Designed during the Capgemini UX Bootcamp and presented to senior UX leads, this prototype focuses on clarity, accessibility, and reducing cognitive load for new starters.

Overview
Starting a new job in the UK comes with confusing admin: tax codes, previous employment details, P45 uploads, starter checklists, PAYE. Most people don't understand what's required, and the current experience is scattered across guidance pages, PDFs, and jargon-heavy forms.
This project redesigns that journey as a single, task-led online service. It guides new starters through uploading or requesting their P45 and confirming employment details using plain language and step-by-step screens, following the GOV.UK Design System.
Problem
New employees (especially in their first job or first UK job) don't know:
- what a P45 is,
- whether they even have one,
- what they're supposed to do with it,
- how it affects being paid correctly.
The current flow overwhelms users with form fields, edge cases, and wording like "PAYE" and "starter declaration" without context. That leads to:
- anxiety about "doing it wrong,"
- wrong or missing data sent to employers,
- people getting emergency tax.
"How do we support a new starter through only the steps that apply to them — without forcing them to understand HMRC-speak?"
Research & Insights
We treated this like a public service problem, not a shiny app.
User needs analysis
We gathered user needs from interviews, case studies, and scenario walkthroughs (for example: someone starting their first job vs someone changing employers). We then:
- Counted how often each need appeared.
- Rated each need's impact on the user's ability to get paid correctly.

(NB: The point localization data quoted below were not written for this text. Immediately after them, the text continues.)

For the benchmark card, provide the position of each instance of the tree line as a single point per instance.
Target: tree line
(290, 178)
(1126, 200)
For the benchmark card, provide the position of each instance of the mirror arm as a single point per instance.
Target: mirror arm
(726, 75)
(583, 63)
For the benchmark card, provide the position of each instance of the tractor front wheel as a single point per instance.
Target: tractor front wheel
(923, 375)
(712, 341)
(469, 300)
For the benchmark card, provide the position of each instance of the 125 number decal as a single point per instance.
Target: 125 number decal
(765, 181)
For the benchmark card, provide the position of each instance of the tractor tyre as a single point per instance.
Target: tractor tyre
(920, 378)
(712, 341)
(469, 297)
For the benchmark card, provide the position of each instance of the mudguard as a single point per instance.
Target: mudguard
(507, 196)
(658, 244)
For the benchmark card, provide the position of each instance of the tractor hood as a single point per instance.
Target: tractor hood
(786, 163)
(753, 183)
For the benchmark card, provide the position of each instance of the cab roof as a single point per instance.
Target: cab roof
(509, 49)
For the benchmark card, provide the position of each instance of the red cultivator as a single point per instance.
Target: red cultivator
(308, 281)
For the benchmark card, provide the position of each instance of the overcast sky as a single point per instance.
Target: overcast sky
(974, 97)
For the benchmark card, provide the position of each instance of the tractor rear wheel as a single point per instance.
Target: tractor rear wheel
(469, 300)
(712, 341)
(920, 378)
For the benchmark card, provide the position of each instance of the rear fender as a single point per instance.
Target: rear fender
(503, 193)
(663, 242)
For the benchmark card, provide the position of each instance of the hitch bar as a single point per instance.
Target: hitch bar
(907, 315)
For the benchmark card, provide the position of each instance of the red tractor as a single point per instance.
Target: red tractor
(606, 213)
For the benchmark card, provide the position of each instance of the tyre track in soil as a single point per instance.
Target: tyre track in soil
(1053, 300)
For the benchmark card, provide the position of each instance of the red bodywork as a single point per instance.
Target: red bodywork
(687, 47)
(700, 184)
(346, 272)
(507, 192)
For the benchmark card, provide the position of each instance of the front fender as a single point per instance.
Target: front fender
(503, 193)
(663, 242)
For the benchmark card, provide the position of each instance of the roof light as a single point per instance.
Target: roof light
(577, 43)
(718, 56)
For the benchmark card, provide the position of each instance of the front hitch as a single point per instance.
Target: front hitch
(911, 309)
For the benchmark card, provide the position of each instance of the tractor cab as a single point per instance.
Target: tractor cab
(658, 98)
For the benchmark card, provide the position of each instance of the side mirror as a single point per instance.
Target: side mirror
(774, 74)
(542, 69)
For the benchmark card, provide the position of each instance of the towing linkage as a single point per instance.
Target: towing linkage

- Plotted them on an Impact vs Frequency matrix.
High-frequency + high-impact needs (top priority in MVP):
- 1."Tell me what I need to do right now, in order."
- 2."Help me upload / request my P45 without guessing the terminology."
- 3."Confirm I've done it right so I don't worry about tax later."
Lower priority:
- Edge-case tax circumstances.
- Deep PAYE explanation (can live behind expandable help instead of in the main flow).
Accessibility expectations
From the start, we assumed:
- Users might be stressed, neurodivergent, or English-not-first-language.
- Some users are on mobile.
- Some users are using assistive tech.
So we committed to:
- One question per screen.
- Clear headings that match the user's task ("Is this your last employer?" not "Employment history confirmation").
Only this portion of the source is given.